Use case: Management of Personal Digital Photo Collections

The late advances in digital technologies (cameras, computers, storage, communication etc) caused a huge increase of digital multimedia information captured stored and distributed by personal users over the web. Digital formats provide now the most cheap, safe and easy way to broadly capture, store and deliver multimedia content. Most personal users have thousands of photos (from vacations, parties, traveling, conferences, everyday life etc), usually stored in several resolutions on the hard disk of their computers in a simple directory structure without any metadata. Ideally, the user wants to easily access this content, view it, create presentations, use it in his homepage, deliver it over the Internet to other people, make part of it accessible for other people or even sale part of it to image banks etc. But unfortunately, the only way for this content to be accessed is by browsing the directories, the name of which usually provides the date and describes with one-two words the original event captured by the specific photos. Obviously, this access becomes more and more difficult since the number of photos increases everyday and unfortunately very soon the content will practically become unaccessible. The best solution to this problem covering almost all the present and future uses of the content is the description and archiving of each photo with the aid of a tool providing a semantic metadata structure using the Semantic Web technologies (see for example the tools below). Using the above tools, the users can access the photos with the aid of virtual views (taxonomies), keywords describing their content or administrative information (like the date of archiving, the resolution of the photo) etc. And the most important, the standardization of the metadata format ensures the accessibility of the content from other people, the sharing and use of it over the web.

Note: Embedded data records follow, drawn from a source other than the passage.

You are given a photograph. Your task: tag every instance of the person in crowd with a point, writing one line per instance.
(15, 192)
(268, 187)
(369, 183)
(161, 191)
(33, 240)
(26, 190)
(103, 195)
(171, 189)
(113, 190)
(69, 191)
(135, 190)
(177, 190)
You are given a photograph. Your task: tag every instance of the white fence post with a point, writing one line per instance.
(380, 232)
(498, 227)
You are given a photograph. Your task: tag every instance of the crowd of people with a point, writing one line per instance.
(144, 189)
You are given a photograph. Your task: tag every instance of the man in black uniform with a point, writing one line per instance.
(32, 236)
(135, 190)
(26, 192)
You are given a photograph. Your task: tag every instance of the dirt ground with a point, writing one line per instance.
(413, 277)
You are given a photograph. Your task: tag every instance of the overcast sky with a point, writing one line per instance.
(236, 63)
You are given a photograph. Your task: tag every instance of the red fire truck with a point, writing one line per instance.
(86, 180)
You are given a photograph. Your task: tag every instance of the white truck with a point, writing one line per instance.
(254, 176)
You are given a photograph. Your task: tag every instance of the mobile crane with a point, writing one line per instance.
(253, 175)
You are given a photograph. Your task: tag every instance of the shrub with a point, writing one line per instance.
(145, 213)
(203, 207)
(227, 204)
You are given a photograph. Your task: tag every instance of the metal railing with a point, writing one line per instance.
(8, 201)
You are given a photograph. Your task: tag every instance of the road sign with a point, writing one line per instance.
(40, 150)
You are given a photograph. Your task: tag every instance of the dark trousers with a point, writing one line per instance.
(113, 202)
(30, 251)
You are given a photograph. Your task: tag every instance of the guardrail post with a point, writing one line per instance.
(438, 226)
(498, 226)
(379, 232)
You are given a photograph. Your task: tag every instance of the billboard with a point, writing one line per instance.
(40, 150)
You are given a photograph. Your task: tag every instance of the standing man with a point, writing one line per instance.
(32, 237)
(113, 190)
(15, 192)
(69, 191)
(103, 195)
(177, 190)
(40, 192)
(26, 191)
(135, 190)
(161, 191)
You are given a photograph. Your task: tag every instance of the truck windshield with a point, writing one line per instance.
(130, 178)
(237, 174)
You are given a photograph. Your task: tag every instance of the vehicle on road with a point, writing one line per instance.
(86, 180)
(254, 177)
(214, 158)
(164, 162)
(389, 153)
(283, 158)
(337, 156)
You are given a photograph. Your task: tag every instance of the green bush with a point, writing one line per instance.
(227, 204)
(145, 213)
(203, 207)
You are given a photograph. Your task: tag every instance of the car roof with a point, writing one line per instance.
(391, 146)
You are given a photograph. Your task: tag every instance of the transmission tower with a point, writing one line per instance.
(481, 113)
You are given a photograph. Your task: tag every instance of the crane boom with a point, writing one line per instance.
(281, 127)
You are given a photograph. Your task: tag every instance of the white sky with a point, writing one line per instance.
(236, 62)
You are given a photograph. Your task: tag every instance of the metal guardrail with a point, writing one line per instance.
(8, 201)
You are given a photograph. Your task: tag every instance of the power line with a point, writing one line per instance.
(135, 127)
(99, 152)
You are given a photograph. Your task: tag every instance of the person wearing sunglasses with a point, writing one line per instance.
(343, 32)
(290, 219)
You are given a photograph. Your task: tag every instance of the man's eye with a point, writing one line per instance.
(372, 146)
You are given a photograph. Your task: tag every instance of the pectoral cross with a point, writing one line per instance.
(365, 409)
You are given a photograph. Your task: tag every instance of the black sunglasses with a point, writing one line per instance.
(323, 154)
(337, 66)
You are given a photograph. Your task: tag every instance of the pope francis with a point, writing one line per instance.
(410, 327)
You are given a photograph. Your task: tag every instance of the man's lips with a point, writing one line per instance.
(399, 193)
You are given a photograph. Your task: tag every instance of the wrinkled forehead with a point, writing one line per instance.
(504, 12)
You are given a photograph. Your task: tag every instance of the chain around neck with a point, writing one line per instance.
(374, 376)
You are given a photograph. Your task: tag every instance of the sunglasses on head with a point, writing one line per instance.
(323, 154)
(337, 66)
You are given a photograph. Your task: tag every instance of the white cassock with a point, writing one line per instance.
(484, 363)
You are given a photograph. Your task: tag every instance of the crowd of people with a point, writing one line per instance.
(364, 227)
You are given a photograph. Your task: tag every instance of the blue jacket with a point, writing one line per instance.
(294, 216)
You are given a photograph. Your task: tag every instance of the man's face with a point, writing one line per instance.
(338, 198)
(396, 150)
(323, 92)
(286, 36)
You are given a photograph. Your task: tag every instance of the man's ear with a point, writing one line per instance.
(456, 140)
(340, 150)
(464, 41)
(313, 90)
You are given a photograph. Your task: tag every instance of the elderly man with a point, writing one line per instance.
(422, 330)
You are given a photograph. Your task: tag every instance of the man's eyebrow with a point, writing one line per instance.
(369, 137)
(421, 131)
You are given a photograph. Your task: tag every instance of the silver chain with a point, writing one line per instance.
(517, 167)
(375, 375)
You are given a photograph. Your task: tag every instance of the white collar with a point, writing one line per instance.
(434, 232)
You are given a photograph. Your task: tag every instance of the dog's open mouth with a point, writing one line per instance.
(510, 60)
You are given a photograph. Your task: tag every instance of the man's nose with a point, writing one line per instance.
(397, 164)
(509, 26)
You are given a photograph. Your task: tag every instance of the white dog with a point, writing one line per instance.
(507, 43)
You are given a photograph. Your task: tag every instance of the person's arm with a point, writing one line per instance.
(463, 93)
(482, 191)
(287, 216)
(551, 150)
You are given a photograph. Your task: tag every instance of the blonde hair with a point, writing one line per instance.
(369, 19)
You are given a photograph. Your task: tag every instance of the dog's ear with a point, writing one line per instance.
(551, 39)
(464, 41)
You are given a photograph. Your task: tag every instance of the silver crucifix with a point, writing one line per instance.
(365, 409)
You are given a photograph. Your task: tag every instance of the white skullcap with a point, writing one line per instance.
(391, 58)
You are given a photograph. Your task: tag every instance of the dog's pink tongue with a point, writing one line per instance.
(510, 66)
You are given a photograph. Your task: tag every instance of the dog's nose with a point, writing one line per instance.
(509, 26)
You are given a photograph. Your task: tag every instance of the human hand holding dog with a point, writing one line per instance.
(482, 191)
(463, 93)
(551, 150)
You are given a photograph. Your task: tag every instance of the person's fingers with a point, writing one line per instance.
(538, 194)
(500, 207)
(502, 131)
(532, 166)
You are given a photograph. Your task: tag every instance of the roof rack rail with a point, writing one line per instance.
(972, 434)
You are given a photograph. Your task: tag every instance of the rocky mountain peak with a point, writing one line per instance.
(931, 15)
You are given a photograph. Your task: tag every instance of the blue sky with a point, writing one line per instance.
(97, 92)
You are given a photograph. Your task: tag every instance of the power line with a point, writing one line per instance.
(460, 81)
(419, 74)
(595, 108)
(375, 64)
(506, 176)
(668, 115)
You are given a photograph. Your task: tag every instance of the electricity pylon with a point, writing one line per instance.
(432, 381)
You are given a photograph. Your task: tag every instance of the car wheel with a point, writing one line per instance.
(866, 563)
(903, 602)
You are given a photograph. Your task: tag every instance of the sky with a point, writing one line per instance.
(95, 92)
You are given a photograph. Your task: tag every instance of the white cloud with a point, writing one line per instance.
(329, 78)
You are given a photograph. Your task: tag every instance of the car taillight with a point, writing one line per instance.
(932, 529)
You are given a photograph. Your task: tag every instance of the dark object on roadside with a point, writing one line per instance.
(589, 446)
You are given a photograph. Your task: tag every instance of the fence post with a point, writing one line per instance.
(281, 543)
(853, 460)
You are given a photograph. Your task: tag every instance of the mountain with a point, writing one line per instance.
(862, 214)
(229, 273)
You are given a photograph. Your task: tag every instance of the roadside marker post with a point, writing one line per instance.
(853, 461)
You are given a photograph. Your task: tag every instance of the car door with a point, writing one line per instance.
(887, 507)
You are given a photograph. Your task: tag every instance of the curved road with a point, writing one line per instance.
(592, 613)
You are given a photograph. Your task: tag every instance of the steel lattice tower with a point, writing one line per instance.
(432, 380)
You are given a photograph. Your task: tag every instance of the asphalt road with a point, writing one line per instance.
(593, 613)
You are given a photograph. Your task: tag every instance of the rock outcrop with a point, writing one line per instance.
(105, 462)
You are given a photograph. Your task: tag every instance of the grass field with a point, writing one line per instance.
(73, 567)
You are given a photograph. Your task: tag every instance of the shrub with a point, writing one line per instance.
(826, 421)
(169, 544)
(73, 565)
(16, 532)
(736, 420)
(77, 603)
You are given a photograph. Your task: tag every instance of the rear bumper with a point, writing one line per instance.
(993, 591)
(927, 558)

Use case: Cultural Heritage

A museum in fine arts has asked a specialized company to produce high resolution digital scans of the most important art works of their collections. The museum's quality assurance requires the possibility to track when, where and by whom every scan was made, with what equipment, etc. The museum's internal IT departement, maintainaing the underlying image database, needs the size, resolution and format of every resulting image. It also needs to know the repository ID of the original work of art. The company developing the museum's website additionally requires copyright information (that varies for every scan, depending on the age of the original work of art and the collection it originates from). It also want to give the users of the website access to the collection, not only based on the titles of the paintings and names of their painters, but also based on the topics depicted ('sun sets'), genre ('self portraits'), style ('post-impressionism'), period ('fin de siecle'), region ('west european').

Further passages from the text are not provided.